Girls prep basketball: Janiya Downs is Rowan County Player of the Year

Published 12:07 am Thursday, April 13, 2017

By Dennis Davidson

SALISBURY — South Rowan basketball sophomore Janiya Downs had a solid freshman year in 2015-16, scoring 419 points, but she didn’t go into this past season thinking about individual awards.

Downs just wanted to get better and she wanted her team to get better and win more games. The Raiders were 7-17 that season.

Both happened.

Downs set a new school scoring average at 20.8 points per game, on her way to 541 points, one short of Tracy Connor’s South Rowan mark set in 1990.

And the Raiders, under second-year girls coach John Davis, also improved, going 10-8 in the tough South Piedmont Conference and 14-12 overall.

Downs was voted Rowan County Girls Player of the Year for her efforts and has a chance to repeat once or twice, though the competition will be fierce during her junior and senior seasons.

“I wasn’t planning on this, but as the season went on, I started thinking that maybe, I could get Player of the Year,” said Downs. “It’s an honor and I’m really happy that I received it. And I know that in order to repeat, I’ll have to work even harder.”

For sure. Salisbury sophomore Bryanna Troutman, who was a teammate of Downs for years on the AAU Rowan Hurricanes, will be a force the next two years. West Rowan junior Egypt Alexander and freshman Abigail Wilson, along with Carson junior Olivia Gabriel and sophomore McKenzie Gadson, will also be in the mix. And who knows who else will be coming down the line.

But this year, the honor goes to Downs. With 960 points in two seasons, she is on a pace to break Avery Locklear’s school record of 1,795 points. She may also challenged the single game record, also held by Locklear at 43. Downs had 38 this year in a loss against West Rowan.

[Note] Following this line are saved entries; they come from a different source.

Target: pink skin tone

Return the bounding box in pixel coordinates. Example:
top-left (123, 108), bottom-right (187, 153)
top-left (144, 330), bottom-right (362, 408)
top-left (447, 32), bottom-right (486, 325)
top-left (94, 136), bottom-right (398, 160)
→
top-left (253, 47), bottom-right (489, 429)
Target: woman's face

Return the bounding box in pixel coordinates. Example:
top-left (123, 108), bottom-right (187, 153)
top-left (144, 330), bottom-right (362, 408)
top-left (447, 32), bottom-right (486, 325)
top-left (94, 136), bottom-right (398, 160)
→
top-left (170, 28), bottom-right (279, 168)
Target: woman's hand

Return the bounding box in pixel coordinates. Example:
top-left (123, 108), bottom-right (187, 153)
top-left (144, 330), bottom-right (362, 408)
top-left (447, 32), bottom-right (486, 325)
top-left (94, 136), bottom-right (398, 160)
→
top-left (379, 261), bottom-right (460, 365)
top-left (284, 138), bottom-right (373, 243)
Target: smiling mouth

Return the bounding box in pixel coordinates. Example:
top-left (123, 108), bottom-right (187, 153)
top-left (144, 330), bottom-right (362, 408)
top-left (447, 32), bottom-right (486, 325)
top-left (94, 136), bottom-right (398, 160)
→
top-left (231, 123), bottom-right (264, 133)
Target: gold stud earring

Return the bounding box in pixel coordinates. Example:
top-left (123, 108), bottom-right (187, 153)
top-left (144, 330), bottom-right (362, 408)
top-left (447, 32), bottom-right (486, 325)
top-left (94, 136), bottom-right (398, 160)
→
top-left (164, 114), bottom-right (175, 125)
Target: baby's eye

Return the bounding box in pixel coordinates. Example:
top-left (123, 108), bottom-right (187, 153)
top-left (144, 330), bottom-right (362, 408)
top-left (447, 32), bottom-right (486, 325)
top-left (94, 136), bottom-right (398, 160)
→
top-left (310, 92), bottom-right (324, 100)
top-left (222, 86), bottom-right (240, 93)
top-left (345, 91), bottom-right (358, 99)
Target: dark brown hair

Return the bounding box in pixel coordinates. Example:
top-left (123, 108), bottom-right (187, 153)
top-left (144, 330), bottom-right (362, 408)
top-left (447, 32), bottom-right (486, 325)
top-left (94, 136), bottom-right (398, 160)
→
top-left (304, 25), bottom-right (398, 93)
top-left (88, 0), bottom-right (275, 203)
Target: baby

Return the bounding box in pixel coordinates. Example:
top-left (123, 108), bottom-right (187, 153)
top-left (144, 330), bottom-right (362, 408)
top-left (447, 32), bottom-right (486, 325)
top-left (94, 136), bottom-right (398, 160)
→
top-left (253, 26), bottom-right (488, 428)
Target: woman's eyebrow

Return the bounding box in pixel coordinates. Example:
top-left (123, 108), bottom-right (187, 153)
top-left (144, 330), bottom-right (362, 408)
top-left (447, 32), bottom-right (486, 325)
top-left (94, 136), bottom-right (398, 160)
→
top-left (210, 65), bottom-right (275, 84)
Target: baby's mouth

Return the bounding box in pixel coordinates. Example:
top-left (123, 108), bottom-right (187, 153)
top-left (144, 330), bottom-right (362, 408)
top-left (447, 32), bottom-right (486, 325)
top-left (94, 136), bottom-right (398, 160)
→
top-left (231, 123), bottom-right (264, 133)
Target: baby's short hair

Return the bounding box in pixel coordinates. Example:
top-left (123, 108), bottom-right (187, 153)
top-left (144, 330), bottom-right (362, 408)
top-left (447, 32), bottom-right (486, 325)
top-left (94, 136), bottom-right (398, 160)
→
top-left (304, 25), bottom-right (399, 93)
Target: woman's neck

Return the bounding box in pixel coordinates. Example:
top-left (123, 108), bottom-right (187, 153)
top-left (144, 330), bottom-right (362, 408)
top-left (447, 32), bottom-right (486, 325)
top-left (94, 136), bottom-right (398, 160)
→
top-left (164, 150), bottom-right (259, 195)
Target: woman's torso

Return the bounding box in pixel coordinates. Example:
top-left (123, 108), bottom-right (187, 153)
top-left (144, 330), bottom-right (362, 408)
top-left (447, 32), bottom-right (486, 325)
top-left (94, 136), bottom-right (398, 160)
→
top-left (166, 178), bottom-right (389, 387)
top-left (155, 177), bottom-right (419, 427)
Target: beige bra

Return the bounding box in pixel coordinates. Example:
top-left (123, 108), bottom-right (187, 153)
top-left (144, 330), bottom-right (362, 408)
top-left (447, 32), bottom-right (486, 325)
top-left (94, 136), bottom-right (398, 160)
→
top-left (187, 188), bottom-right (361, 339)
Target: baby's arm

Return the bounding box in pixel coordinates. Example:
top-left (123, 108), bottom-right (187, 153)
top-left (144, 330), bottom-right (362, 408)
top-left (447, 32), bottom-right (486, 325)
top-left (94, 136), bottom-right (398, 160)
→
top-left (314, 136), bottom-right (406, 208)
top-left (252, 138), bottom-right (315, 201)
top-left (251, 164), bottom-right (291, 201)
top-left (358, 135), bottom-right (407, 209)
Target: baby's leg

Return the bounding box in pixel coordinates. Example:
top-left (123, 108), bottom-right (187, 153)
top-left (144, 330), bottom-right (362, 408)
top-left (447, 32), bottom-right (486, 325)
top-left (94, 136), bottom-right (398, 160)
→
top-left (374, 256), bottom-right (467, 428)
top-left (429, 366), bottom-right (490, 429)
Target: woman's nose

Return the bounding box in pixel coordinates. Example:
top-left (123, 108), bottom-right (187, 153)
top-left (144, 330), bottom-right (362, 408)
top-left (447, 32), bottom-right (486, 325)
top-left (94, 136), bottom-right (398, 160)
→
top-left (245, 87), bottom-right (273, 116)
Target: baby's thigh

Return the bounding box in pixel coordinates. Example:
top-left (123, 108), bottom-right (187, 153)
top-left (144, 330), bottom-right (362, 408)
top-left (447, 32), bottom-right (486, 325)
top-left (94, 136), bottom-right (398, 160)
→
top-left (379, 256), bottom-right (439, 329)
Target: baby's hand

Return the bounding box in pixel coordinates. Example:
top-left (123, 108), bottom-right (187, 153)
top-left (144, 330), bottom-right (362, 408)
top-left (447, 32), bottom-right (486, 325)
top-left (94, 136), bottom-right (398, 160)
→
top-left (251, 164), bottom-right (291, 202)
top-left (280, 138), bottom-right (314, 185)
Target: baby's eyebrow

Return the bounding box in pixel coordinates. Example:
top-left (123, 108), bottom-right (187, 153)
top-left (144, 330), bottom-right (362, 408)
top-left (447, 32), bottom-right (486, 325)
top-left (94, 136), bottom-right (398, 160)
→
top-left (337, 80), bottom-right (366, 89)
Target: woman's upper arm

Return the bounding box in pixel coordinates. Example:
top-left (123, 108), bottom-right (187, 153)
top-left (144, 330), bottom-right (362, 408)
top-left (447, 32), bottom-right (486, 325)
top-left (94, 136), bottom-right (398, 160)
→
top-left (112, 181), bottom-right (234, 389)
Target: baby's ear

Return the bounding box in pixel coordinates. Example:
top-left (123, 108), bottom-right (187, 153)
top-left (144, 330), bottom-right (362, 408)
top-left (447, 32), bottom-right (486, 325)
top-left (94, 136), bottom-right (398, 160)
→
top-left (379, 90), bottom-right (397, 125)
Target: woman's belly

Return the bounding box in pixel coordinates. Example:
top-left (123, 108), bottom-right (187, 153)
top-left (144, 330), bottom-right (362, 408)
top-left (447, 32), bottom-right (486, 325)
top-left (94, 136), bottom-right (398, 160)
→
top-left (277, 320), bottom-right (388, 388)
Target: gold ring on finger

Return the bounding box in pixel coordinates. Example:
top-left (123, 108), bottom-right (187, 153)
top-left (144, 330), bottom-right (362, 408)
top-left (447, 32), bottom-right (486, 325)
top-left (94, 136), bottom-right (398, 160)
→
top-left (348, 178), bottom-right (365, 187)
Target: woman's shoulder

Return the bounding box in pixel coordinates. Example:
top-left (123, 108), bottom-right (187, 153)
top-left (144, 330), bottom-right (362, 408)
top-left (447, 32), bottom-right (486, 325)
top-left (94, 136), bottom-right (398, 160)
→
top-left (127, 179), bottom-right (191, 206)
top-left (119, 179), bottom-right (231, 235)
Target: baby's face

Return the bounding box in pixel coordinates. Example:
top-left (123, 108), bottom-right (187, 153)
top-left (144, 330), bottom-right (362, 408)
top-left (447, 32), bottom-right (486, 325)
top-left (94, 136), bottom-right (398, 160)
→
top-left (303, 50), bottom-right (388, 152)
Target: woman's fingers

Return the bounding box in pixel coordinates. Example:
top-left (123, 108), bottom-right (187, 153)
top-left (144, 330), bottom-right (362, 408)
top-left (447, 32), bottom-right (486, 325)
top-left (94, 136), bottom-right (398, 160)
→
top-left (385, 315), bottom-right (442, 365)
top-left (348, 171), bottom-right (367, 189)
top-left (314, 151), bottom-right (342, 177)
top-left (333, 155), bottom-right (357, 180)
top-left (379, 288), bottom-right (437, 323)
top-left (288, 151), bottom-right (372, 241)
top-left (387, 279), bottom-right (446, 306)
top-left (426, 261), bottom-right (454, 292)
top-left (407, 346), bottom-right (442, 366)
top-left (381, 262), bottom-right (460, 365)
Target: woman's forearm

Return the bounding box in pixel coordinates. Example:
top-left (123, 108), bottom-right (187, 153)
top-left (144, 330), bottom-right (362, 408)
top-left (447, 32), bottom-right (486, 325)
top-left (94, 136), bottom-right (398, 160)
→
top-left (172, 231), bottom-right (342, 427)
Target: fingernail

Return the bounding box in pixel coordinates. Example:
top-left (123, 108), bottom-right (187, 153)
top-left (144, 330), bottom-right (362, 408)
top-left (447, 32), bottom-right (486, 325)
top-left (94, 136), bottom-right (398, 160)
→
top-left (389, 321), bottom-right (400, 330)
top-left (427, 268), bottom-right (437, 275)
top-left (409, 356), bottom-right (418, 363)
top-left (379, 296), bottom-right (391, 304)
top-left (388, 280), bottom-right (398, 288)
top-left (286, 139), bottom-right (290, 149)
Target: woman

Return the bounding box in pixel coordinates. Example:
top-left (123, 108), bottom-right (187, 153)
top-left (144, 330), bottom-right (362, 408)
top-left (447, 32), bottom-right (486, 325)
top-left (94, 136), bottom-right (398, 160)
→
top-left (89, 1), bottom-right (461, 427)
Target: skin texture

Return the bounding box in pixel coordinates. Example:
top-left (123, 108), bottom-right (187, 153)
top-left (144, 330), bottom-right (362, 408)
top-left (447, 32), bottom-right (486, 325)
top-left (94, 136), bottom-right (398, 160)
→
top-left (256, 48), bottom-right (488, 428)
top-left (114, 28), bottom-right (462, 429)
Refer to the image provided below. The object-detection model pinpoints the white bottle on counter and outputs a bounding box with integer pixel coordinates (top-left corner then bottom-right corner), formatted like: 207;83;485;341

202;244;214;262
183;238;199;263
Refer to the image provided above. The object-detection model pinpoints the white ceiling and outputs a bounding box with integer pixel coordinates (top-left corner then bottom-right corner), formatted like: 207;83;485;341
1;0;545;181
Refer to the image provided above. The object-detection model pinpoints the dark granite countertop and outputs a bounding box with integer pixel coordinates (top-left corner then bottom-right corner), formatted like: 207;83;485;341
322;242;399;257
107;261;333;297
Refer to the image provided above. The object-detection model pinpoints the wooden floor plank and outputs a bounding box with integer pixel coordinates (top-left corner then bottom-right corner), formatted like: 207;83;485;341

In addition to the points, Downs also averaged 11.4 rebounds per game in 2016-17, as well as 2.6 steals and 2.5 blocks each time out.

“This is a great honor for her and I hope that she realizes that because the strength of this county, from top to bottom, is outstanding,” said Davis, who coached boys at South Rowan before taking on the girls’ team. And for her to be player of the year as a sophomore is special. I couldn’t be more proud of her to accomplish this in only her second year.”

Downs, who led Corriher-Lipe Middle School to a seventh-grade title, describes her game simply as a “driver.”

“I’m definitely a driver,” she said. “I love to drive to the basket. I would much prefer to do that than pull up and shoot a jumper.”

Her coach sees it a little differently.

“She does drive to the basket but she has a good enough jump shot that teams have to respect that part of her game as well,” said Davis. “From last year to the end of this past season, she became a better basketball player. And, of course, the supporting cast around her has gotten better, too, and that’s important for all of us.

“Tazah Hardin (also all-county), Riley Corriher, Whitley Arnott, Brooke Lowery and others, it was a much better team this year,” continued Davis. “The improvement came from the hard work by all of them. The gym is open and they come in and get their work in and you can see them getting better as a team.”

Downs felt that it was important that Davis, seen pulling his hair out at times during that first season, returned as the Raiders’ coach.

“It’s pretty cool playing for Coach Davis because he had never coached girls and he picked us up for our four years — hopefully, for all of them,” said Downs. “It was good to not have a change after my freshman year and have Coach Davis back. We feel like we’re carrying the flag for South Rowan by winning some games.”

How good can Downs and the Raiders be?

“The entire starting five is back next year, but we’ve got to learn how to finish out some games,” added Davis. “We’ve got to learn how to play through foul trouble and we need to develop a deeper bench — and there’s going to be an opportunity there for some kids to help us get better. But it’s absolutely great to have that person like Janiya who can step up and take over a game. That’s what she does and she’s comfortable in that role.”

Downs gave thanks for her parents, Felicia and Jerry Martin, for “always being in my corner.” She just turned 16 years old on March 25 but is already getting some letters from colleges. She wants to play NCAA Division I basketball and become a teacher and a coach.

“I’ll go anywhere Division I,” Downs said, smiling. “It can be like the smallest DI around, but it’s still DI. That’s my goal and I’m going to work to achieve it.”

Sounds like a goal that’s well within reach.